Дай я у тебя кружочек запишу, а как поднимешься на поверхность, отправишь, ладно?
— Да не вопрос, — он протянул мне мобильник.
— Кстати, не знаешь, что дальше с нами делать будут?
— Завтра отправят в Ростов на вертолете.
Хорошо. Завтра — в Ростов. Значит, уже завтра мы сможем увидеться с моей ненаглядной, единственной и неповторимой. Завтра. В Ростове. Будет тяжело, ей особенно. Не слишком ли эгоистично с моей стороны? Но сейчас она думает, что я на боевых. Рано или поздно все равно узнает. Нужно как можно быстрее сказать ей. Предупредить, что я уже в безопасности. Она будет волноваться из-за ранения, но будет уверена, что я жив, что ничего более страшного со мной уже не случится.
— Алин, привет. У меня все хорошо в целом, я в безопасности, но мне оторвало ногу.
— Лучше скажи, что ступню, — подсказал мой новый товарищ.
— Так. Что у вас тут происходит? — раздался голос медсестры.
— Я жене записываю сообщение, он потом с поверхности отправит, — почти огрызнулся я и продолжил.
— Алина, привет. У меня все хорошо, я видишь какой румяный. Сейчас в госпитале в Донецке. Мне на мине оторвало ступню, но все хорошо. Завтра отправят в Ростов, так что скоро сможем увидеться. Люблю тебя.
Кружок подвис неотправленным, а я протянул телефон владельцу и сердечно поблагодарил его. Скоро. Очень скоро мы увидимся. Осталось совсем недолго. Сейчас одна ночь, завтра пересылка, и все. Мне станет лучше. Все нормализуется, когда она будет рядом. Или нет. Правильно ли с моей стороны держать ее возле себя? Зачем ей инвалид?

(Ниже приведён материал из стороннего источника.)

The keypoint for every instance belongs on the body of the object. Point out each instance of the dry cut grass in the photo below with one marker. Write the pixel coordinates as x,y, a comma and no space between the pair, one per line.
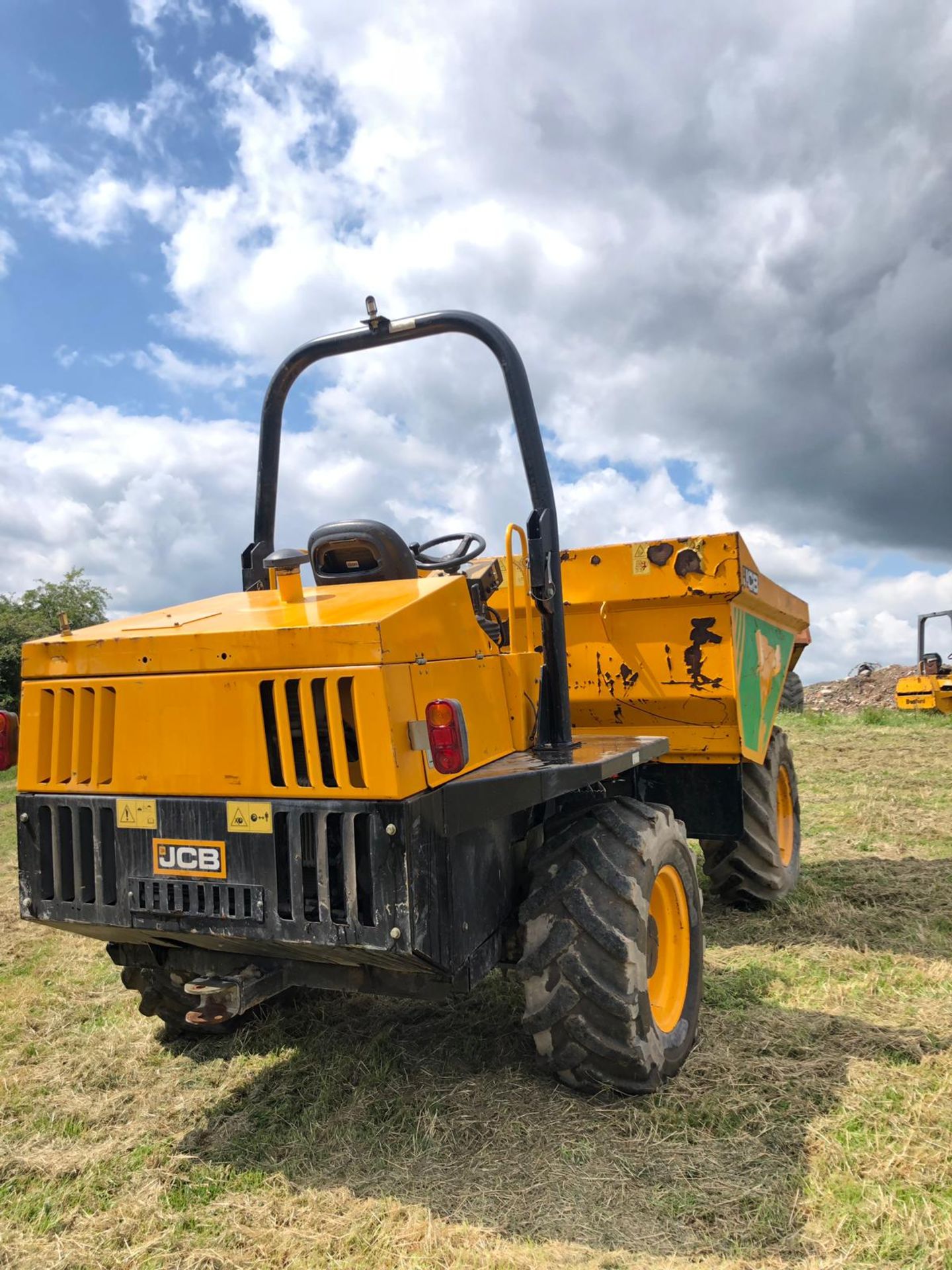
813,1126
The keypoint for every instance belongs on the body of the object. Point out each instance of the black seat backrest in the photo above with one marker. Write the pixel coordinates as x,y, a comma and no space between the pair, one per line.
346,552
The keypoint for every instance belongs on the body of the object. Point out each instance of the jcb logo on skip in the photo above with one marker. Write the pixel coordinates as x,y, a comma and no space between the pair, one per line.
188,859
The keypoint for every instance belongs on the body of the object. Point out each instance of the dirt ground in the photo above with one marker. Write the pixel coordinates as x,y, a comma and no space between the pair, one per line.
843,697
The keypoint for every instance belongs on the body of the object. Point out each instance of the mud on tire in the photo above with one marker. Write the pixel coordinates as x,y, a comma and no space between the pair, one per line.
760,868
793,694
590,944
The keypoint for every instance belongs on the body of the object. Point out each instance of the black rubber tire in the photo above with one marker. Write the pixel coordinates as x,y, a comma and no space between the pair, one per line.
163,996
749,872
793,695
586,947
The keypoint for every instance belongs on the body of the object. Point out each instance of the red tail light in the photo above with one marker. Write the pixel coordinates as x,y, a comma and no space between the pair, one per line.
446,730
9,730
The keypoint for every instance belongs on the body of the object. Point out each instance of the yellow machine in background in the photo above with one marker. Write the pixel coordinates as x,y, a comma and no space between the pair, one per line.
422,766
932,687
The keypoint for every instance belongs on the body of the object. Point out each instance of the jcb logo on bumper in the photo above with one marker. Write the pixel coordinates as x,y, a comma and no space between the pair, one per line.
182,859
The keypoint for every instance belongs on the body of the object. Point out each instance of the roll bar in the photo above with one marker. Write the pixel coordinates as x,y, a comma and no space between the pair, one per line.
554,726
923,620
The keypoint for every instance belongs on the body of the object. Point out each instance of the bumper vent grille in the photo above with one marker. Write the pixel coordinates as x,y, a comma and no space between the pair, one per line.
333,851
78,855
310,734
77,737
202,900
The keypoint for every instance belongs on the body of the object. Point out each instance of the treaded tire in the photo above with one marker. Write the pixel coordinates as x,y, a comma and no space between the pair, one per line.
163,997
793,695
749,872
586,937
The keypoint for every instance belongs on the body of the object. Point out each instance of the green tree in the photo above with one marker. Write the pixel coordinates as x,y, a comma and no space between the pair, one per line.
36,614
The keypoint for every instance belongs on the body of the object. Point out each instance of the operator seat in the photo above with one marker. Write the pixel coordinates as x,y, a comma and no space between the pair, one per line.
344,552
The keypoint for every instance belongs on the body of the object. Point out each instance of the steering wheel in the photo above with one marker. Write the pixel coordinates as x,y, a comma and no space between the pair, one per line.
471,545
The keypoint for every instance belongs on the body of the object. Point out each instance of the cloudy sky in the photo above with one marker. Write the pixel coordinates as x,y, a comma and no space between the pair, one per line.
720,234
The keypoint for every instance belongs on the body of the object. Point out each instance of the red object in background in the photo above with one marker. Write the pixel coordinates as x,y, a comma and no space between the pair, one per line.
9,730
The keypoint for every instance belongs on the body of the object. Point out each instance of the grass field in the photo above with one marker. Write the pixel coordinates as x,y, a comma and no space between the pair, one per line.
811,1127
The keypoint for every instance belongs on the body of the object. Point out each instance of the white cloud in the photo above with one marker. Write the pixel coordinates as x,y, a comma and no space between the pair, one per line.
151,13
80,208
143,122
182,375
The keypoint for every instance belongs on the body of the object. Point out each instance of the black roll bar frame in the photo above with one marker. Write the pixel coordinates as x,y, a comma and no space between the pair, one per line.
554,724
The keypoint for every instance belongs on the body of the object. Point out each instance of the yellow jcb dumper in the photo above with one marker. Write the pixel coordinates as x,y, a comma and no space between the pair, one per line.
932,687
422,766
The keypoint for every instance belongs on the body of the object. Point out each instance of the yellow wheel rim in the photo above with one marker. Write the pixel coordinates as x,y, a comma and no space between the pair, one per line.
786,820
669,949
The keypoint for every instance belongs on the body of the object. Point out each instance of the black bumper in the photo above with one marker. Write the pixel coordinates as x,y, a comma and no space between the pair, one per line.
428,884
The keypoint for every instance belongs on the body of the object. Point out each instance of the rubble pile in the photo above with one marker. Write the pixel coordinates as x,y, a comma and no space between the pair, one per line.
873,687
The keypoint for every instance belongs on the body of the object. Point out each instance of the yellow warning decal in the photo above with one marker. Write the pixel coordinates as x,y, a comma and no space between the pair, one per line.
639,558
136,813
249,817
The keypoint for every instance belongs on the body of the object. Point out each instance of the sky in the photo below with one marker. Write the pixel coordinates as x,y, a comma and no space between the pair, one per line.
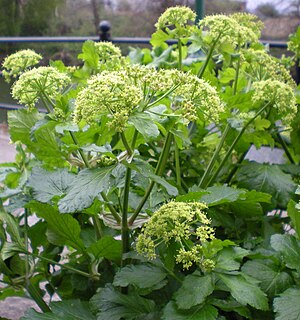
252,4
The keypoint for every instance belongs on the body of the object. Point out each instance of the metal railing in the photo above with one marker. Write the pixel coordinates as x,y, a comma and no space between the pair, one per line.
104,35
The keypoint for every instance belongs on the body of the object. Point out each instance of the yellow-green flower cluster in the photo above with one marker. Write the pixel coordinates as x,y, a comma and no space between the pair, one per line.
198,99
44,83
261,66
178,222
177,22
294,43
280,96
15,64
237,29
250,26
108,93
109,54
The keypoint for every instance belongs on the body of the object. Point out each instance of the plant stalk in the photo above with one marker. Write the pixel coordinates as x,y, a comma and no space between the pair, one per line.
103,195
125,229
179,54
214,158
177,165
236,140
209,55
285,148
159,170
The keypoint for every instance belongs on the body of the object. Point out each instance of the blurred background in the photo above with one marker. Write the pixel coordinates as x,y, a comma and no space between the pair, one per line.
128,18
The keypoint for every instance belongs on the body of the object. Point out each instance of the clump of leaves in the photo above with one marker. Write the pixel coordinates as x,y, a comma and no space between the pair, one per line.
132,196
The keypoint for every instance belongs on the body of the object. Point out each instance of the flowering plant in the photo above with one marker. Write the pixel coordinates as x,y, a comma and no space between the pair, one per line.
135,173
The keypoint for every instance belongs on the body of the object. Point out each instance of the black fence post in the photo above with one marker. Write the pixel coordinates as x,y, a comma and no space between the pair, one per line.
104,28
297,72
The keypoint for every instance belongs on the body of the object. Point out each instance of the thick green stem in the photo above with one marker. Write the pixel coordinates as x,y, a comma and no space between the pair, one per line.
125,229
177,165
209,56
97,226
237,71
26,247
159,171
179,54
63,266
234,143
126,144
285,148
103,195
214,157
82,154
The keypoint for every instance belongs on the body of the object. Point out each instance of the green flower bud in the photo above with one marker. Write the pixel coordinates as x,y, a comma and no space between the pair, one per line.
17,63
39,83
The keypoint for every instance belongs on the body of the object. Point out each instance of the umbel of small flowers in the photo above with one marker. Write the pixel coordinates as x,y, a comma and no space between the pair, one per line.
237,29
15,64
279,95
259,65
177,22
117,94
184,224
43,83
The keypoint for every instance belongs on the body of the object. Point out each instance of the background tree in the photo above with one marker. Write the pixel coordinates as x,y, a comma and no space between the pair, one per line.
267,10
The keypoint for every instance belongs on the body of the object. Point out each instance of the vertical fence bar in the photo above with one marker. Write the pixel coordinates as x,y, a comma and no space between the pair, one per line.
199,4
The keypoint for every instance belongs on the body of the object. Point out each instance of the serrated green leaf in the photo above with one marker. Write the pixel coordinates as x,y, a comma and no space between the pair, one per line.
142,276
158,38
245,292
294,214
63,310
289,248
89,54
107,247
206,312
230,258
194,290
145,125
230,306
47,184
63,229
221,194
272,280
111,304
287,306
269,179
147,171
88,184
20,123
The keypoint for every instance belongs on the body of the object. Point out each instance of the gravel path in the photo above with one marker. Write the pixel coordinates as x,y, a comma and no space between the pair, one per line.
7,150
13,308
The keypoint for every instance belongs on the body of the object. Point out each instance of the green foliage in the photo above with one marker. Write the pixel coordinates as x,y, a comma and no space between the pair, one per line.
286,305
131,198
70,309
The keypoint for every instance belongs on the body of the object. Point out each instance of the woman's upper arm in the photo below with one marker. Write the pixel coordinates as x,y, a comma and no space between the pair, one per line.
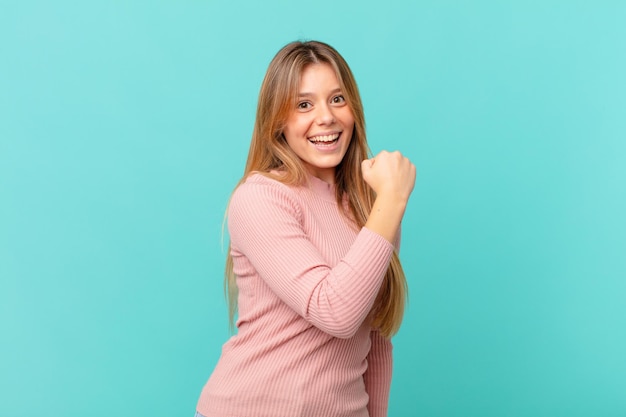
265,225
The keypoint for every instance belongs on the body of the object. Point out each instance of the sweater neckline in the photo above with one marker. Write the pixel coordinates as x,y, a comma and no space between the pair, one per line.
322,188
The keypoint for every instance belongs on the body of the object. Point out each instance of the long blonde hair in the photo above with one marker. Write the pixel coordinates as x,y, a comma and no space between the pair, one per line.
269,151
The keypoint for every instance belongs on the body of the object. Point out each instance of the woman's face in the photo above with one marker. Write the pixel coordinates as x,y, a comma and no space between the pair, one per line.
319,129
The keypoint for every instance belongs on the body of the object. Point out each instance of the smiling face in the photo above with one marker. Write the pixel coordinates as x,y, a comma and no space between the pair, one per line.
319,129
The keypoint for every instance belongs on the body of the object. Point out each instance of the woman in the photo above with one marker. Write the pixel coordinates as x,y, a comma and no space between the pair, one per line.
313,266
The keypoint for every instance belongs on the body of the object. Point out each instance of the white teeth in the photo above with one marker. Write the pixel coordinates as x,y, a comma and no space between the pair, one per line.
324,138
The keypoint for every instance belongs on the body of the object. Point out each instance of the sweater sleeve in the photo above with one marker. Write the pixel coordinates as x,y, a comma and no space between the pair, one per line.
377,378
264,220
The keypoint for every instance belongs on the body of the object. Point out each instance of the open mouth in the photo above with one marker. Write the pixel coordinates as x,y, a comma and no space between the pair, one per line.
325,140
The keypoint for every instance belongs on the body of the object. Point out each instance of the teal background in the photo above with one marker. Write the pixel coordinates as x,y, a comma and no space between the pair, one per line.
125,125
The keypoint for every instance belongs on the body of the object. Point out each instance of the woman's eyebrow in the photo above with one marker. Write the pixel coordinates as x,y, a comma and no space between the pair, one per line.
306,94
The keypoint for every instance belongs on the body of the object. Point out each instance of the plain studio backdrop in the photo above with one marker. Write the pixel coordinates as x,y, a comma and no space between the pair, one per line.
124,127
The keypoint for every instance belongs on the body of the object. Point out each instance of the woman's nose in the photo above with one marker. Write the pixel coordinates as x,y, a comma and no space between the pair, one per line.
325,115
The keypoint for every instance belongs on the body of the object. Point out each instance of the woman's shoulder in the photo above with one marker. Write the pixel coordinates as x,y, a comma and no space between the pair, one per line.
265,188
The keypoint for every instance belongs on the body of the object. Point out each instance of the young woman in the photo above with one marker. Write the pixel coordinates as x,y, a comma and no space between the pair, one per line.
313,267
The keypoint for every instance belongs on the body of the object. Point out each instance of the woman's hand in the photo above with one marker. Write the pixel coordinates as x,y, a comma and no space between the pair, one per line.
390,174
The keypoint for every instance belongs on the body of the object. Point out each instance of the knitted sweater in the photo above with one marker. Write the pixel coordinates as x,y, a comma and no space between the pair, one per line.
307,280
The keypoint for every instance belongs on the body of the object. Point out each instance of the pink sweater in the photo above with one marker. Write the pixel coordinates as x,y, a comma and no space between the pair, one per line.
307,280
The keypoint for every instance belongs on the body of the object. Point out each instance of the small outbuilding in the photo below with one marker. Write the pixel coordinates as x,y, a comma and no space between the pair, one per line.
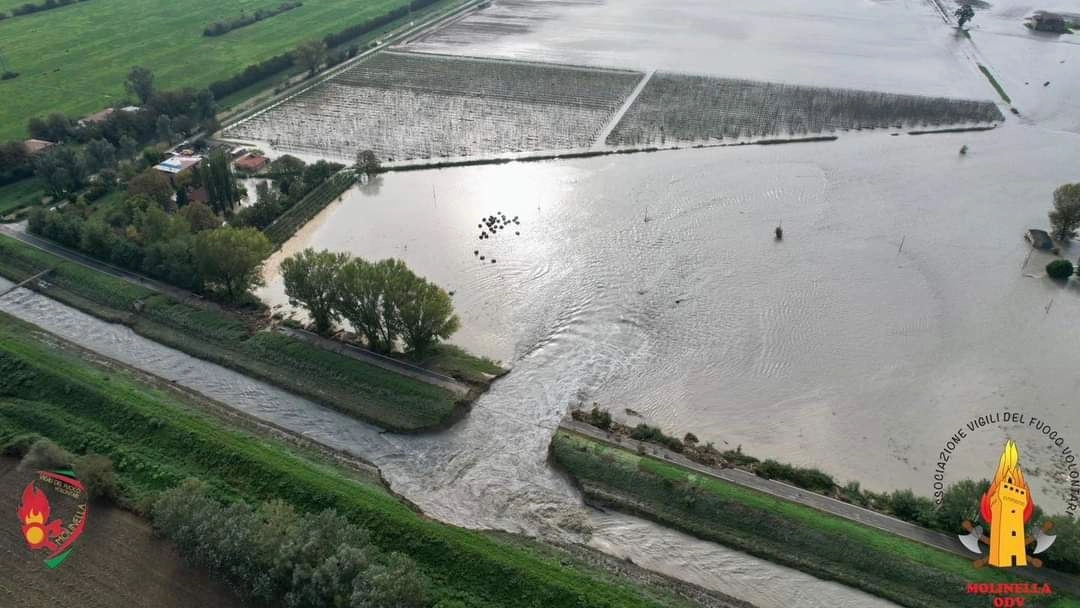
96,118
1039,239
37,146
251,163
177,164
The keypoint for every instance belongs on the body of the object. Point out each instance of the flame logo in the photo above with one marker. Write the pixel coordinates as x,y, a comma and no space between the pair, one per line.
1008,476
32,513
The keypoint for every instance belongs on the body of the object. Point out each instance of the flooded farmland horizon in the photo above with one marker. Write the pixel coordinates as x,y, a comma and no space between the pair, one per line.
836,348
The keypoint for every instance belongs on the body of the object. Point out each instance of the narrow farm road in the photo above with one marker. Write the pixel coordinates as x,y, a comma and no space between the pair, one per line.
353,352
807,498
617,118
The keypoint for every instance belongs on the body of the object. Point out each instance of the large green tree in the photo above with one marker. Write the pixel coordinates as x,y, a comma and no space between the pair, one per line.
367,162
311,55
963,14
231,259
311,281
1065,216
153,185
63,170
215,174
363,301
424,313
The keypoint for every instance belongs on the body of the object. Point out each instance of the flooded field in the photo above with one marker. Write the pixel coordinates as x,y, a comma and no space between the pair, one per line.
407,107
835,348
692,108
876,45
487,472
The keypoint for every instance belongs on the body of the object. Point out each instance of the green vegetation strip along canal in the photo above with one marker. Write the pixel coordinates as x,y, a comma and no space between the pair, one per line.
375,395
826,546
157,438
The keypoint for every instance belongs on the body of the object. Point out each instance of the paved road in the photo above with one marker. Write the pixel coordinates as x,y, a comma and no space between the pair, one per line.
377,360
99,266
353,352
831,505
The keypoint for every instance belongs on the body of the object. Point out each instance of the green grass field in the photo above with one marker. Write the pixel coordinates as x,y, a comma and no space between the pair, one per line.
19,194
157,437
369,393
826,546
73,59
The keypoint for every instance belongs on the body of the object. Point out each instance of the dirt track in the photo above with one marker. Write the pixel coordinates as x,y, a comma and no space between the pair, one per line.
116,563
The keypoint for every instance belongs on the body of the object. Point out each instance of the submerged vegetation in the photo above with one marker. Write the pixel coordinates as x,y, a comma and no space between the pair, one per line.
385,301
675,108
826,546
157,440
408,106
958,502
370,393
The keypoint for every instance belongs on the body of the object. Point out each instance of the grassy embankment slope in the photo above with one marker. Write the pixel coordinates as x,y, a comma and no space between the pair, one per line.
157,437
19,194
373,394
75,58
826,546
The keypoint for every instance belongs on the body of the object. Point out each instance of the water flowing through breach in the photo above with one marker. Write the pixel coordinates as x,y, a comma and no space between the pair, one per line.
487,472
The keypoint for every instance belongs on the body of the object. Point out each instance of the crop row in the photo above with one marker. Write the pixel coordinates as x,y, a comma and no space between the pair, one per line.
364,391
496,79
288,223
405,107
691,108
156,440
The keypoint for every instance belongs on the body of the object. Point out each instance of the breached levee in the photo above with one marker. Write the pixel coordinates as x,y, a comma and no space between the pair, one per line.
406,107
680,108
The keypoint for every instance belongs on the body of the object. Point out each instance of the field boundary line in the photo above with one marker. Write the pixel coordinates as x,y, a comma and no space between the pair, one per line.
377,360
810,499
304,86
580,67
617,117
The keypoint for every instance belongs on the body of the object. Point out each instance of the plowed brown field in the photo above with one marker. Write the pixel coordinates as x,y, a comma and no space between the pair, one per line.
116,563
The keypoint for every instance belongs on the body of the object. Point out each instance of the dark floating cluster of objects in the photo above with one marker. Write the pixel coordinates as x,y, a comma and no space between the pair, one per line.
493,224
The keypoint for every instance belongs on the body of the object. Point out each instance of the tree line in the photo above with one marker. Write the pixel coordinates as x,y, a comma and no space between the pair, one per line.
30,8
272,555
383,301
219,28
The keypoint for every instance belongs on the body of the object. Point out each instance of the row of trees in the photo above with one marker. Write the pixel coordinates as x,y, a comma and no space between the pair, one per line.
292,180
383,301
92,147
271,555
189,247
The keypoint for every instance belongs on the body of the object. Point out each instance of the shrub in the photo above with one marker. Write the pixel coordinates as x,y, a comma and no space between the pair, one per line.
96,473
599,418
910,508
19,445
274,555
1060,269
46,455
645,433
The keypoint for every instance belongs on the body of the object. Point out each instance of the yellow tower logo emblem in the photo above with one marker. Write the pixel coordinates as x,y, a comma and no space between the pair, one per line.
1007,508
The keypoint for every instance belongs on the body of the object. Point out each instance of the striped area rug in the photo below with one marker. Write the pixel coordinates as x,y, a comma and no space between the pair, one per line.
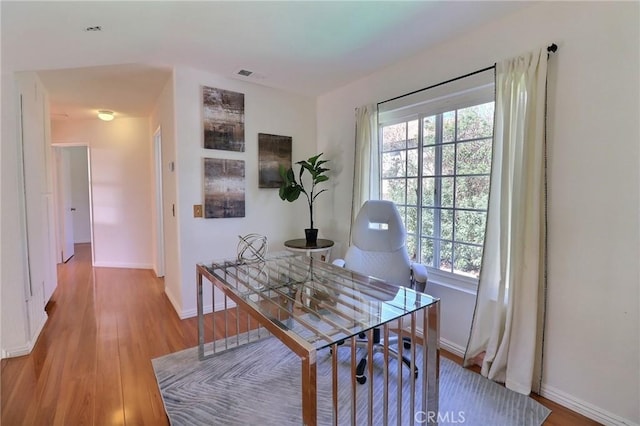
259,384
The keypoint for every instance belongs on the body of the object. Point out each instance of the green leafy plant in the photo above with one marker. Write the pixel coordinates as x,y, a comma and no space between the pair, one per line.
291,188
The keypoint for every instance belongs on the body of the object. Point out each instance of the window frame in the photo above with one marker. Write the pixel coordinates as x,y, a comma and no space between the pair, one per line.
447,278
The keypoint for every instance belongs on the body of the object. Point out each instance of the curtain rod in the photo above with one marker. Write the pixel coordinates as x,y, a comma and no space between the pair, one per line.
550,49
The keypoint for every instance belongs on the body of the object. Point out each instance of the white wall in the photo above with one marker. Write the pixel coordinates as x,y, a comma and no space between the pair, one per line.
266,111
26,268
80,194
121,187
592,355
163,117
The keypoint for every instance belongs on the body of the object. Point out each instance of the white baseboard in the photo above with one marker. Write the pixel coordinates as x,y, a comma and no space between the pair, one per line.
172,300
28,347
123,265
452,347
586,409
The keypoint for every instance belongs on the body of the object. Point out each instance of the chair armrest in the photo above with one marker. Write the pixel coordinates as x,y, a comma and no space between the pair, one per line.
419,272
339,262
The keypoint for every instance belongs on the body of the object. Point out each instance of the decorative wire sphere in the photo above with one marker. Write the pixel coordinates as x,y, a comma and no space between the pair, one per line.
252,248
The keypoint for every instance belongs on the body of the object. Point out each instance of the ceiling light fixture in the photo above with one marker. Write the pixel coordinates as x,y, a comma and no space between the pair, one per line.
105,115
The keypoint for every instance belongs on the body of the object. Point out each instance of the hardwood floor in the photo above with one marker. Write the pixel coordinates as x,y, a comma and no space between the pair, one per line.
91,364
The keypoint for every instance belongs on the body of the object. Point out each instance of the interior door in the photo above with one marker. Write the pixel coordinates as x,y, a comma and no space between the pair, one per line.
66,203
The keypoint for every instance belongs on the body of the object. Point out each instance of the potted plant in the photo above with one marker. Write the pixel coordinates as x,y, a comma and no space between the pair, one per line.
290,189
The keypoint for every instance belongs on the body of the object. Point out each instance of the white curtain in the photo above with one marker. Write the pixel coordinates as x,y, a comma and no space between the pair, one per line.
507,327
366,175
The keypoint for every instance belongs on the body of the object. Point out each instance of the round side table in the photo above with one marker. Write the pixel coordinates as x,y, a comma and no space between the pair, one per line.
300,245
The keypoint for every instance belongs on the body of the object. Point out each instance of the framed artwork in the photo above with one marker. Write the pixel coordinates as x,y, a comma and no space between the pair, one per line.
223,119
273,151
223,188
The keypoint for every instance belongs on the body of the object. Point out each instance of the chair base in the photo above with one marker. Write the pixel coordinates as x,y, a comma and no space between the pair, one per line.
379,347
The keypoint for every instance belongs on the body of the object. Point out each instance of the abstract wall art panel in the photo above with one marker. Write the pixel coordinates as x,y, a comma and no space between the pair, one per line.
273,151
223,188
223,113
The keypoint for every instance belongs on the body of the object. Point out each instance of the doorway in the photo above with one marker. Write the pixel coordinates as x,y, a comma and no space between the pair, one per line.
74,218
159,216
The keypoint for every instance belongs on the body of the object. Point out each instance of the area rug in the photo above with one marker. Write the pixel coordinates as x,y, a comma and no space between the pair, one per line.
259,384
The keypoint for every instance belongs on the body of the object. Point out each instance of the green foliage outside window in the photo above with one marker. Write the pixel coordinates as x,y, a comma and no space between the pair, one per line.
456,162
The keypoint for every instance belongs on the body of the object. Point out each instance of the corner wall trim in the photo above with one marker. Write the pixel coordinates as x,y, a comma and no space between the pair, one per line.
452,347
28,347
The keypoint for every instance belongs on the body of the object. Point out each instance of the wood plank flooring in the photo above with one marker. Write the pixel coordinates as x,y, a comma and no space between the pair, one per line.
91,364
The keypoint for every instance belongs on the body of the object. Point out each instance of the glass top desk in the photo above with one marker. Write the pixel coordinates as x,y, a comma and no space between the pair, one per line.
310,306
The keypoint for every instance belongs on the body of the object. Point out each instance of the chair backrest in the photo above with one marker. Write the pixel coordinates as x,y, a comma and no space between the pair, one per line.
378,244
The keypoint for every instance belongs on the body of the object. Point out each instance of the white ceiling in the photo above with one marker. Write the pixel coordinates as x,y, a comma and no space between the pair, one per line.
306,47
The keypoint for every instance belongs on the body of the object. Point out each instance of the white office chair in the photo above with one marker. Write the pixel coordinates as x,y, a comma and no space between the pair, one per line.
378,250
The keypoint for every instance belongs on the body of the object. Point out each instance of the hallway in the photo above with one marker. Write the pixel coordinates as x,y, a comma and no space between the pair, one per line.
91,364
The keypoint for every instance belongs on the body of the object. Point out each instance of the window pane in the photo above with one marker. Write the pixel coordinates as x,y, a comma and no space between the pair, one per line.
393,190
412,220
429,161
446,224
412,191
447,192
427,222
428,191
394,137
448,159
412,136
474,157
449,126
470,226
427,252
429,130
475,122
467,260
403,214
446,263
394,164
412,247
412,163
472,192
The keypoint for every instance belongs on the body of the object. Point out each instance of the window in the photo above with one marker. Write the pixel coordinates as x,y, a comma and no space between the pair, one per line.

Жена инвалида…
Или глупости. Или нет, она не сможет уйти, хотя и перестанет видеть во мне мужчину. Какая разница, даже если за то, что я спасал жизни бойцов, пряча их на дачах под Угледаром, за то, что я делал этот блиндаж, несмотря на падающие мины, и то, что не пасовал ни перед чем, меня наградят орденом мужества, — рядом с женщиной должен быть самый сильный.
А я сейчас не могу даже перевернуться на бок, несмотря на затекшую спину. Не могу совсем ничего. И не смогу, скорее всего, уже ничего. Буду тенью самого себя, каким я был раньше. Может, Латыш был прав? Латыш, посоветоваться бы с тобой сейчас, обсудить еще раз все за и против. Но ты уже не услышишь.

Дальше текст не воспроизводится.